Saïd explique ainsi que l’Orientalisme est une idée de l’Orient façonnée par les occidentaux au XIXe siècle. Il introduit son propos en citant les sources qui lui ont permises de façonner sa pensée. Dans un premier chapitre l’auteur démontre que l’Orientalisme est apparu dans un contexte de colonialisme, l’Orient est donc naturellement perçue par les Occidentaux comme un subalterne. Dans un deuxième chapitre, l’auteur parle des institutions qui se sont développées en accord avec ce mouvement de pensée et notamment les études scientifiques qui en découlent. Dans le troisième et dernier chapitre du livre, Saïd montre comment ces idées marquent encore aujourd’hui le regard des Occidentaux sur l’Orient.
Après avoir relaté les différents propos généraux du texte, Harpigny émet plusieurs critiques: il indique notamment que Saïd a utilisé de nombreux textes de domaines variés mais que ceux-ci sont utilisés à bon escient pour appuyer sa thèse. “La seule condition que nous mettons à l’utilisation des ces textes est de les “laisser parler” , sans imposer au lecteur une interprétation trop orientée ou manifester une méconnaissance flagrante de la pensée envisagée “.

De plus, d’après Harpigny, il semble que pour Saïd dès que les européens parlent de l’orient ils présentent un comportement dominateur.
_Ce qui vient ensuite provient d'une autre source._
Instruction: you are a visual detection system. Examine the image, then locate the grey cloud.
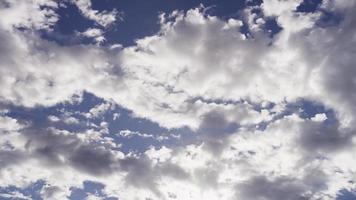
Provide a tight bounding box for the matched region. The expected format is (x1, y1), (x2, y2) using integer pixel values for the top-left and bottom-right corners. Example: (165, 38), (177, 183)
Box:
(236, 176), (310, 200)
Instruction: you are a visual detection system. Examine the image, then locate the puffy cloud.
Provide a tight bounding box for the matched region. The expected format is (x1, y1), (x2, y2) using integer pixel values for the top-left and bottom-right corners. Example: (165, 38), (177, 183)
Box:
(73, 0), (120, 27)
(0, 0), (356, 200)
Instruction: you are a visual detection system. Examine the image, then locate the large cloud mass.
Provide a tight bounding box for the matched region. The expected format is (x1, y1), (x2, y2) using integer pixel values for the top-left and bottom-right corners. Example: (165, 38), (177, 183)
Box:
(0, 0), (356, 200)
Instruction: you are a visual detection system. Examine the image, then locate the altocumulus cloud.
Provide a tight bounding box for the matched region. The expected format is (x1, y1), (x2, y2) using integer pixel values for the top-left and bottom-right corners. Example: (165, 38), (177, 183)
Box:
(0, 0), (356, 200)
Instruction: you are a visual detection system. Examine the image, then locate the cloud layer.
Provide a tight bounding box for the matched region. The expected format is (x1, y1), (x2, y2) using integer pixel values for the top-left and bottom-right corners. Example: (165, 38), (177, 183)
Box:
(0, 0), (356, 200)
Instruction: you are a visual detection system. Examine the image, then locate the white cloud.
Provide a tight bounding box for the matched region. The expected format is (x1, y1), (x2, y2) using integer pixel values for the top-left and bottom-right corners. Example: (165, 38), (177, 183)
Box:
(73, 0), (120, 27)
(0, 0), (356, 200)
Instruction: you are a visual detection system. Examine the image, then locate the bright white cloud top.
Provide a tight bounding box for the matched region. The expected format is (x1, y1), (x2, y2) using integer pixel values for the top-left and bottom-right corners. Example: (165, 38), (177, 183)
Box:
(0, 0), (356, 200)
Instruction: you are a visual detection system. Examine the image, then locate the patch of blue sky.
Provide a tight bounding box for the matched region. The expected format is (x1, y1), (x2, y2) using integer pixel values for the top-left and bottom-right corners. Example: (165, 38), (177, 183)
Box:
(336, 189), (356, 200)
(0, 180), (45, 200)
(69, 181), (118, 200)
(6, 92), (197, 153)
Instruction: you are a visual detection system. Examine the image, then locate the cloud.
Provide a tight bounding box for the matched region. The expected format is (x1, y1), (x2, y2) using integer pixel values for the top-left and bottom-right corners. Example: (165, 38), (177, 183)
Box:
(73, 0), (120, 28)
(0, 0), (356, 200)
Son propos serait alors trop engagé. Il l’encourage alors a faire un autre livre dans lequel il montrerait comment parler de l’orient sans le dominer.

Le second article est tiré de la revue Mots ,dite scientifique et interdisciplinaire son site internet la définie comme une revue “à la croisée des Sciences du langage, des Sciences du politique et des Sciences de l’information et de la communication.” Elle est appuyée par le CNRS et l’ENS de Lyon. On peut donc ici penser au premier abord, à une argumentation moins teintée d’opinion personnelle que celle d’un prêtre.
Cependant, il apparaît très difficile de trouver des informations sur l’auteur de ce compte-rendu. Sophie Fenouillet n’est indiquée que comme l’auteur de cet article précis, on ne peut donc pas attester de sa spécialisation dans le domaine étudié contrairement à Harpigny.
Elle reprend la structure du livre pour rédiger son compte-rendu comme Harpigny l’avait fait dans le sien. On retrouve donc les grandes lignes de la thèse avancée par Saïd évoquée précédemment. Elle appuie sur le fait que l’Occident s’est formé en miroir avec l’Orient, “son contraire complémentaire”.  A la suite de cela, Fenouillet critique aussi le livre en pointant le fait que l’auteur soulève des questions de politiques universelles mais n’apporte pas de réponse “il abandonne au lecteur le soin de les trouver!”. On trouve donc dans ce compte-rendu moins de critiques directes que l’on en avait vu dans celui de Guy Harpigny. Néanmoins si la revue Mots et la Revue Théologique de Louvain appartiennent à des domaines de pensée différents on retrouve cette critique commune du manque de réponse quand au problème soulevé par Saïd.
Dans l’édition de 1995 de L’Orientalisme, l’Orient créé par l’Occident, Edward Saïd revient sur ces critiques et indique qu’il n’est pas pro-orient mais qu’il refuse une conception de celui-ci figée dans le temps. On peut donc y voir une réponse aux critiques de Guy Harpigny et Sophie Fenouillet.
Grâce à l’étude de ces deux articles nous pouvons nous assurer une bonne recherche documentaire sur le sujet. En effet, les deux auteurs résument les grands traits du livre et apportent tout deux leurs points de vues qui diffèrent quelque peu mais permettent au lecteur une analyse constructive. De manière générale, les articles publiés sur Persée garantissent un bon apport scientifique.

Adélaïde Chabannes

 Bibliographie :

Harpigny Guy. Edward Saïd, L’Orientalisme, l’Orient créé par l’Occident. 1980. In: Revue théologique de Louvain, 12ᵉ année, fasc. 3, 1981. pp. 357-361.

http://bit.ly/1Tyw63K

Fenouillet Sophie. Edward Said, L’orientalisme. L’Orient créé par l’Occident. In: Mots, n°30, mars 1992. Images arabes en langue française , sous la direction de Lamria Chetouani et Maurice Tournier. pp. 117-121.